Zuletzt sprach Emanuel Priebst (Dresden) über die Geschichte von Stiftungen in Bautzen und Görlitz während des 16. und 17. Jahrhunderts, die er anhand eindrücklicher Beispiele illustrierte. Ähnlich wie bei der Mättig-Stiftung waren für deren Begründung soziale und karitative Motive ausschlaggebend. Testamentarische Verfügungen oder aus tiefer Gläubigkeit entspringende Mildtätigkeit betuchter Patrizier konnten hierfür ebenfalls ausschlaggebend sein wie Standesbewusstsein oder Gemeinschaftssinn.

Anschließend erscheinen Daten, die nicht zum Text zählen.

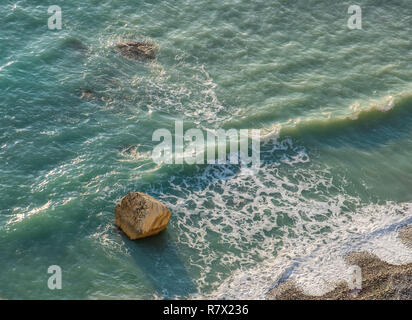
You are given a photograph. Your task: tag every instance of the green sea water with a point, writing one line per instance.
(334, 107)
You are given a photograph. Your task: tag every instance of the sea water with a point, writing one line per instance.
(333, 105)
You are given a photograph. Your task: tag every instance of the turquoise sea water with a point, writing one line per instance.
(333, 104)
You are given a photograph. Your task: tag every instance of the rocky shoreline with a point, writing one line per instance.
(380, 280)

Aus aktuellem Anlass informierte schließlich noch Winfried Töpler (Görlitz) von einer in sprachwissenschaftlicher Hinsicht spektakulären Entdeckung. Bei der Begutachtung einer Sammelhandschrift aus dem Besitz der Pfarrbibliothek von Jauernick im Handschriftenzentrum Leipzig war man auf eine Randbemerkung im Text gestoßen, die sich als ältester niedersorbischer Satz, der bislang bekannt wurde, herausstellte. Die Handschrift stammte ursprünglich aus dem Dominikanerkloster von Luckau in der Niederlausitz und war für den Schulgebrauch bestimmt. Das gefundene Schriftzeugnis belegt, dass in der Luckauer Klosterschule auch sorbische Novizen ausgebildet wurden.

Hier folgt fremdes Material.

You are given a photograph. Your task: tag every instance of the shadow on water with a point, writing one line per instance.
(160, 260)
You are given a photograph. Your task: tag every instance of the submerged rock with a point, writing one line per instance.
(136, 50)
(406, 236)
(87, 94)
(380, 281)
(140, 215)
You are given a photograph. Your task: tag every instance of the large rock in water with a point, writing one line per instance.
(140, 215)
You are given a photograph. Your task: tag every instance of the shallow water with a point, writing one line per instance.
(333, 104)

Im Anschluss an die Mitgliederversammlung bot sich die günstige Gelegenheit, die 3. Sächsische Landesausstellung im Rahmen einer fachkundigen Führung zu besuchen. Beim Rundgang durch die neu adaptierten Stockwerke des frisch renovierten Kaisertrutzes wurde deutlich, dass die gezeigten, teilweise herausragenden Objekte hauptsächlich aus dem früheren kursächsischen Raum einschließlich der Oberlausitz, darüber hinaus vor allem aus Niederschlesien und Polen stammten. Erfreulicherweise fanden sich darunter auch einige aus dem Besitz der Oberlausitzischen Bibliothek der Wissenschaften, so dass indirekt auch die OLGdW und ihre reiche Geschichte würdig vertreten waren.